O.K., back on track, how about, um, violation of international law?
(General laughter in room)
Maybe with our drones, ongoing indefinite imprisonment at Gitmo, torture, renditions, black sites, NSA spying on foreign heads of state, bringing down a sovereign leader’s plane because we thought that son-of-a-bitch Snowden was on board, pushing international law too hard might not be the best thing.
Yeah, especially since until around 2006 we were rendering prisoners into Assad’s Syria for out-sourced torture.
OK, back to Iran. We bomb the hell out of Syria to send a message to Iran.
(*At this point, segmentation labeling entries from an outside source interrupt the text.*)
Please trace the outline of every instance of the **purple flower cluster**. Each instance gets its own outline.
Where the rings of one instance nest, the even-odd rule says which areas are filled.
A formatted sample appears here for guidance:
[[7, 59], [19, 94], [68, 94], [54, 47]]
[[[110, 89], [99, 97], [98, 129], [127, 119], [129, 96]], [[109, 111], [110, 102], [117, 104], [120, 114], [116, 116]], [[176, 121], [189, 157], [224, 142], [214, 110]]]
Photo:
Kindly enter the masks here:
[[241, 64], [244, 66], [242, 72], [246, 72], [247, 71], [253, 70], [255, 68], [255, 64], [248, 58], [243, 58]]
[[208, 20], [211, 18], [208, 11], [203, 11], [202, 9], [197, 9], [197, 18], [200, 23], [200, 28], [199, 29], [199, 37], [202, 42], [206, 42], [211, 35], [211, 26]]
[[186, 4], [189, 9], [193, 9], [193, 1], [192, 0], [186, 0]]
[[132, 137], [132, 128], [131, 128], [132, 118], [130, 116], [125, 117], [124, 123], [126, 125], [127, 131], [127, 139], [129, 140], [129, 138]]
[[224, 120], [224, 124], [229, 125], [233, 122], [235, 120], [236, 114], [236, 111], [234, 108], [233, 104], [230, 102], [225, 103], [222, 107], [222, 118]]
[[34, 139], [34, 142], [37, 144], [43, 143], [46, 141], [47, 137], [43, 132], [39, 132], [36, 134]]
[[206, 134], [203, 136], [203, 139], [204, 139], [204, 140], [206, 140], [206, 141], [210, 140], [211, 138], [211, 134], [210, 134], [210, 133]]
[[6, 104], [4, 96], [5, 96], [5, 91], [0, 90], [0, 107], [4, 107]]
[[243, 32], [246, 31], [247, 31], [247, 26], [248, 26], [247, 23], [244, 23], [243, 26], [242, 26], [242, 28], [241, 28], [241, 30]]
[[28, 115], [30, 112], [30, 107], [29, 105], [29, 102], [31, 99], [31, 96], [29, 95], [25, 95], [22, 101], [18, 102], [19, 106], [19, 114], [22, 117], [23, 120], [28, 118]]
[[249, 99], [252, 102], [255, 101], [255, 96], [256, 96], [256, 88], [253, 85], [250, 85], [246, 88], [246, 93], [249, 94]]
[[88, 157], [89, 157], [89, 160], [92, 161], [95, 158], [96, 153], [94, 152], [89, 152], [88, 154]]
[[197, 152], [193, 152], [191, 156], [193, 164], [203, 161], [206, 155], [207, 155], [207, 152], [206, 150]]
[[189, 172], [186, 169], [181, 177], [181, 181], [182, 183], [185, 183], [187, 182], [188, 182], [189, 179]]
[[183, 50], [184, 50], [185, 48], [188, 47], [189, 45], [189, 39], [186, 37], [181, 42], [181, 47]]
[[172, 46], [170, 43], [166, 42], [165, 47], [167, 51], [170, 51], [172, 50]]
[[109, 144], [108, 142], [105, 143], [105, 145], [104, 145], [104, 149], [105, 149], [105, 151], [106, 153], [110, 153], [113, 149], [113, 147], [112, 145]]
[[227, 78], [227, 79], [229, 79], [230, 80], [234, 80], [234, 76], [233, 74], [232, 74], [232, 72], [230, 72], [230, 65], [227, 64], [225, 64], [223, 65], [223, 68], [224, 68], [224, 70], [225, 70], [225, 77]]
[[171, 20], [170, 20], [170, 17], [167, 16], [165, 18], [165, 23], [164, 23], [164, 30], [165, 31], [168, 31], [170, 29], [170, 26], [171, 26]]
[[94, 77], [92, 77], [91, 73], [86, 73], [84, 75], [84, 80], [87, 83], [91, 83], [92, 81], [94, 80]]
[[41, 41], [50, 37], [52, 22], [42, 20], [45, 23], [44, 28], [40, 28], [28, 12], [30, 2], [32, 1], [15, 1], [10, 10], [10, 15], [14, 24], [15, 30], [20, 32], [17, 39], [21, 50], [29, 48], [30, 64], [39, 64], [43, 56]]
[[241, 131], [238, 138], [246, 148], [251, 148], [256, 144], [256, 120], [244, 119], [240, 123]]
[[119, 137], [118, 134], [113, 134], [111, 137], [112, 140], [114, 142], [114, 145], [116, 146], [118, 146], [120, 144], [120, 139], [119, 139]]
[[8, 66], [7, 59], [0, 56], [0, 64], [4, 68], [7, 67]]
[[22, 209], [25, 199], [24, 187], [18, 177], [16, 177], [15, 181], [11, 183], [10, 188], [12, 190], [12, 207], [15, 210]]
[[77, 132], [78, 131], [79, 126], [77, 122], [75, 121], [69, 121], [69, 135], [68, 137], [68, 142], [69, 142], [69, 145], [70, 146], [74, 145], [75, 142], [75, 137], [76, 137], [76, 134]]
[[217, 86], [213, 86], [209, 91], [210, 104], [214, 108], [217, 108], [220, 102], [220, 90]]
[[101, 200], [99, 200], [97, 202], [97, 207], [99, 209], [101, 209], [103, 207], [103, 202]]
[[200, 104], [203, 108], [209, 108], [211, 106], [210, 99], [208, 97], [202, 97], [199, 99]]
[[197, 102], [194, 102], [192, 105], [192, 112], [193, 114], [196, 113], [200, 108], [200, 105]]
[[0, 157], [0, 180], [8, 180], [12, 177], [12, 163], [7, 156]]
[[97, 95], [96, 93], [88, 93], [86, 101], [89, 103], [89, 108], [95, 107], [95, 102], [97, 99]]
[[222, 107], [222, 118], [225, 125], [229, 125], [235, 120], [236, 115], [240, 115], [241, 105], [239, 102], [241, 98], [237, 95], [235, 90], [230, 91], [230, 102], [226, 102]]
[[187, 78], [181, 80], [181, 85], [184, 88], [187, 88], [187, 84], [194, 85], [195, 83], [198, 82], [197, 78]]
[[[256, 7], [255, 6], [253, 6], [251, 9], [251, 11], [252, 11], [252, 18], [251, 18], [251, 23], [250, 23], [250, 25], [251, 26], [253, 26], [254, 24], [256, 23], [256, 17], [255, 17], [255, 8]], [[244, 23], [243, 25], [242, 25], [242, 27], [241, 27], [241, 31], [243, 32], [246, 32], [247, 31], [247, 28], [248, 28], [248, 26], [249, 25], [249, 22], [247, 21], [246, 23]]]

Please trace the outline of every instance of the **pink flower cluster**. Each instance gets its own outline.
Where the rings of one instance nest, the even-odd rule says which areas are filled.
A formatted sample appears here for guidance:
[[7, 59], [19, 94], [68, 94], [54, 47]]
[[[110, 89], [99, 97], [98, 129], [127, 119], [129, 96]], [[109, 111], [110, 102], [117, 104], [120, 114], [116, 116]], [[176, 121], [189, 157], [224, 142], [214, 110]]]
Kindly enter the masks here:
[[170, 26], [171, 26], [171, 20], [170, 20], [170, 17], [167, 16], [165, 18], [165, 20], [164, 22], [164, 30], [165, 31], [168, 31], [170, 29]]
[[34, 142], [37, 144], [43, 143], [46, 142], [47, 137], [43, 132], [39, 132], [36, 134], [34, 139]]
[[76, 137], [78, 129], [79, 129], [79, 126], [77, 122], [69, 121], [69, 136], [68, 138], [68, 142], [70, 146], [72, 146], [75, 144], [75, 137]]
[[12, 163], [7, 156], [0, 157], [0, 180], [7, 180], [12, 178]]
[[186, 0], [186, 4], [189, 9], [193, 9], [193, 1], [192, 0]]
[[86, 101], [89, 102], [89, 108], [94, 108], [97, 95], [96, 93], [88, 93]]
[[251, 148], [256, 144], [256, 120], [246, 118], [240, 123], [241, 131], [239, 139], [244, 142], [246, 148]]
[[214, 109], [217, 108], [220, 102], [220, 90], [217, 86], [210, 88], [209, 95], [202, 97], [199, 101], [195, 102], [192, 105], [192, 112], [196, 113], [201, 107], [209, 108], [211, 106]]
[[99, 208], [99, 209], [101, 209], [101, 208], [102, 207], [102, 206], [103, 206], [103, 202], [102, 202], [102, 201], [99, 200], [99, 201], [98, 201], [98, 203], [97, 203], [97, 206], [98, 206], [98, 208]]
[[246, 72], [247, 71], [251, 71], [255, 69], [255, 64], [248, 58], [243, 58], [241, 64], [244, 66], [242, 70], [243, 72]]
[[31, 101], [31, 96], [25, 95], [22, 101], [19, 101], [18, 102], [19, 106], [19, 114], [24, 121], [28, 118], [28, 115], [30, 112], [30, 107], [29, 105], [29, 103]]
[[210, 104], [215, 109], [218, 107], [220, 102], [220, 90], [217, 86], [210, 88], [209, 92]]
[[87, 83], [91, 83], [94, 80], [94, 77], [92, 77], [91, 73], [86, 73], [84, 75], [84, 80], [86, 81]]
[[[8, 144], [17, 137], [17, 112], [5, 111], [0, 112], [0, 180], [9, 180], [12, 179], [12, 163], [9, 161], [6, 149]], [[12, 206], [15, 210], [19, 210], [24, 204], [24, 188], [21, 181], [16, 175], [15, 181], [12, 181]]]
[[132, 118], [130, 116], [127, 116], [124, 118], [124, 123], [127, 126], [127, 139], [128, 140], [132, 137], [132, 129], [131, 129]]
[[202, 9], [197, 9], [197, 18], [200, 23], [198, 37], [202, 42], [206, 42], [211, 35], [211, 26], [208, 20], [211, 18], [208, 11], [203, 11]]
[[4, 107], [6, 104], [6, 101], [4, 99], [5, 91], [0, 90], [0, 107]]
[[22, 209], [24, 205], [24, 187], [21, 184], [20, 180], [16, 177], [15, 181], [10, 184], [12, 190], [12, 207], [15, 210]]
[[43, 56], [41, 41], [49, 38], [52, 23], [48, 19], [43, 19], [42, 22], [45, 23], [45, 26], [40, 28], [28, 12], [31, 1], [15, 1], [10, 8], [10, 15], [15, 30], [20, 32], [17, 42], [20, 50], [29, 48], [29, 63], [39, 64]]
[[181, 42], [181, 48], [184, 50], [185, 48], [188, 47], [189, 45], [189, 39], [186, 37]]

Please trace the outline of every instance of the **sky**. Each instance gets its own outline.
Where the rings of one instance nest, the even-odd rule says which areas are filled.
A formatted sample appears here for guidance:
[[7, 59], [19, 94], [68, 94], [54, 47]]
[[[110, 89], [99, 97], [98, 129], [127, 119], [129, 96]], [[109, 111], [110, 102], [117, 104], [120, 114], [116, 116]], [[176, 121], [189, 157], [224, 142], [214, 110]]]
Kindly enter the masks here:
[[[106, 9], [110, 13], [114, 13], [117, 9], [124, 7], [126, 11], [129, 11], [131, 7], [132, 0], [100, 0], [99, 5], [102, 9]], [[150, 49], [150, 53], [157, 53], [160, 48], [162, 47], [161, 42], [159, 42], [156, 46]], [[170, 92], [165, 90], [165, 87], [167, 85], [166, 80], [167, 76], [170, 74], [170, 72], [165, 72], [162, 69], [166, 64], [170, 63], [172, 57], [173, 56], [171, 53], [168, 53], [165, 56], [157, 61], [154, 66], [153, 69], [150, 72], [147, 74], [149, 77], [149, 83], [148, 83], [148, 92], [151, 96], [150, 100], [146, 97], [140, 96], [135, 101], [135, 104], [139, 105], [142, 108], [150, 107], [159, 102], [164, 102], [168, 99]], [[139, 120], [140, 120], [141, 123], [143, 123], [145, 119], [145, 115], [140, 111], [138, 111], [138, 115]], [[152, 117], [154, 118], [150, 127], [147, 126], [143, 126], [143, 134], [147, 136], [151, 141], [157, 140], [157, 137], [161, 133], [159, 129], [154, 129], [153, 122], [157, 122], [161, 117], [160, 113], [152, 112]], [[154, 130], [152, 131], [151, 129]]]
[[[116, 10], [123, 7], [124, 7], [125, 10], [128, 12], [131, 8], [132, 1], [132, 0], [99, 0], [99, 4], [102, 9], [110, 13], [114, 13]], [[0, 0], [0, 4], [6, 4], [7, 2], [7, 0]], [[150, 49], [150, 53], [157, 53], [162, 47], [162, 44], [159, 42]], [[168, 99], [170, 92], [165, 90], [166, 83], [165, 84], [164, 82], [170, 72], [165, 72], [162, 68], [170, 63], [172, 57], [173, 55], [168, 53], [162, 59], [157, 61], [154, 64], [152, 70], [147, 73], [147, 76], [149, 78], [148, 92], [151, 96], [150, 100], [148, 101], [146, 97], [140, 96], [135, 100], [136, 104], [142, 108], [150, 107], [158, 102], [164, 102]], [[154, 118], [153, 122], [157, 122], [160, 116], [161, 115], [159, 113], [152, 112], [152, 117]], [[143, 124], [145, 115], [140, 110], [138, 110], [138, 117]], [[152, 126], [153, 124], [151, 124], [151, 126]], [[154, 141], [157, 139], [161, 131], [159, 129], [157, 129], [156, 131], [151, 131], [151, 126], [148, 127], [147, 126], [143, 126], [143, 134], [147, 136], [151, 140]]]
That they can’t support evil regimes.
But the Iranians have been supporting bad guys in Lebanon forever, these days the Taliban in Afghanistan, and basically control our allies in free Iraq. Hell, they even sent Qods force guys into Iraq to kill our own troops. Not sure here why Syria, now, is the place for a message.
So what do we have left?
I’d say we just keep saying ‘WMD, WMD’ over and over again until Americans beg Congress for a military strike on Syria.
I like that a lot. Any opposition? No? OK then, we go with WMD scare tactics.
Might as well.
Agreed. It worked last time.
O.K., thanks everyone. And thank you gentlemen for coming back to Washington to help see this through. John, would you be kind enough to walk W., Dick and Condi out please?